Die Aufprallenergie schluckte in erster Linie die vordere linke Ecke des Kontrahenten. Bei meinem Käfer waren nur die Stoßstange und deren Halter verbogen, so schien es. Während der Golf auf dem Abschleppwagen und möglicherweise auf dem Schrott endete, setzte ich einfach meine abendliche Fahrt nach Wiesbaden fort, wo ich damals wohnte.

Später stellte meine Werkstatt zwar eine Verformung des Vorderwagens fest, die sich aber in Grenzen hielt und auf Versicherungskosten behoben wurde. So blieb mir der VW bis Kilometerstand 220.000 treu (mit dem ersten Motor).

So zufrieden ich mit dem Ausgang der Episode war, wusste ich natürlich, dass die Sache anders ausgegangen wäre, wenn hier nicht einer „nachgegeben“ hätte – nämlich der „Golf“ mit seiner Knautschzone an der Front.

Bei Vorkriegswagen – das war der „Käfer“ konstruktionsseitig ja auch – endeten solche Kollisionen meist unschön. Es gibt haufenweise Fotos, die davon Zeugnis geben, aber selbst wenn ungewöhnliche Fahrzeuge darauf zu sehen, meide ich es, solche Unfallbilder zu zeigen.

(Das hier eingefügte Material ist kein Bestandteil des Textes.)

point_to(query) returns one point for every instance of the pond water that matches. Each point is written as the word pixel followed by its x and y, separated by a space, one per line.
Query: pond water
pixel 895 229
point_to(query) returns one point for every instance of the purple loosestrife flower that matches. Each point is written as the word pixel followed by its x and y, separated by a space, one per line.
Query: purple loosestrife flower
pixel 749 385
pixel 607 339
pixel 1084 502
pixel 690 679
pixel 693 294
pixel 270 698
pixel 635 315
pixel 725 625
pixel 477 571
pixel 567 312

Man ahnt oft, dass dabei Menschen schwere Verletzungen davongetragen haben müssen oder gar zu Tode gekommen sind – so etwas zur Unterhaltung zu zeigen, gehört sich einfach nicht.

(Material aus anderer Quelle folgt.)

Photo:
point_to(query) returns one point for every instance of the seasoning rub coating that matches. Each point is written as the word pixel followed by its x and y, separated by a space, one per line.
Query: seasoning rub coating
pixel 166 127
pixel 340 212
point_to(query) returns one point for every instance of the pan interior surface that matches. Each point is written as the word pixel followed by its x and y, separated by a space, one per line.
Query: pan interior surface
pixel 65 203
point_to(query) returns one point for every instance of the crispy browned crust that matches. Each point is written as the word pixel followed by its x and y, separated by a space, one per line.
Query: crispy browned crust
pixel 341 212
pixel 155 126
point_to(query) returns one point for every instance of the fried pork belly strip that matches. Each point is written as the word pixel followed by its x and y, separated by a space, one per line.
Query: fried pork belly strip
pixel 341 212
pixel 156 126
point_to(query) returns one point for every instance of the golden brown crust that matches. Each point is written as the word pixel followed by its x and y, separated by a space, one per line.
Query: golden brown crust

Ausnahmen mache ich dann, wenn offensichtlich ist, dass die Insassen mit dem Schrecken oder vielleicht einer Beule oder einem Rippenbruch davongekommen sind.

Ein Beispiel dafür zeige ich heute. Die Sache beginnt harmlos, aber eindrucksvoll:

Stoewer S8; Originalfoto aus Familienbesitz (Andreas Berndt, Dresden)

Diese exzellente Aufnahme zeigt einen Stoewer des nur 1928 gebauten Typs S8 – der den vielleicht kleinsten Achtzylindermotor besaß, der je ein Serienauto angetrieben hat. Das 45 PS leistende Aggregat hatte bloß einen Hubraum von knapp 2 Liter.

Damit hatte sich der Nischenhersteller Stoewer aus Stettin erstmals an die anspruchsvolle Konstruktion eines Achtzylindermodells gewagt – eine beachtliche Leistung, die vom Rang dieser langlebigen Marke zeugt.

Darauf aufbauend entwickelte man in rascher Folge wesentlich größere und stärkere Achtzylinder bis zum Typ S15 15/80 PS „Gigant“.

Der Stoewer S8 auf obigem Foto gehörte übrigens dem Großvater von Andreas Berndt aus Dresden, der mir die Aufnahme in digitaler Kopie zur Verfügung gestellt hat.

Nicht lange scheint der Stoewer seinem Besitzer Freude gemacht zu haben; bald ereilte ihn das Schicksal in Form eines Frontalzusammenstoßes. Und dann sah der eben noch so beeindruckende Wagen einigermaßen zerknautscht aus:

Stoewer S8; Originalfoto aus Familienbesitz (Andreas Berndt, Dresden)

Erstaunlicherweise zeigt sich hier genau das Bild wie bei einem modernen Wagen mit Knautschzone nach solch einem Unfall:

Während die Passagierzelle vollkommen unversehrt erscheint, und die Insassen wohl problemlos aussteigen konnten, ist die Aufprallenenergie fast ganz vom Vorderwagen absorbiert worden.

Dass hier erhebliche Kräfte am Wirken waren, erkennt man an dem nach oben verschobenen Kühler und dem zerstörten Vorderkotflügel. Vermutlich ist der zweite an der Kollision beteiligte Wagen vorn links eingeschlagen – wie einst mein Käfer im „gegnerischen“ VW Golf.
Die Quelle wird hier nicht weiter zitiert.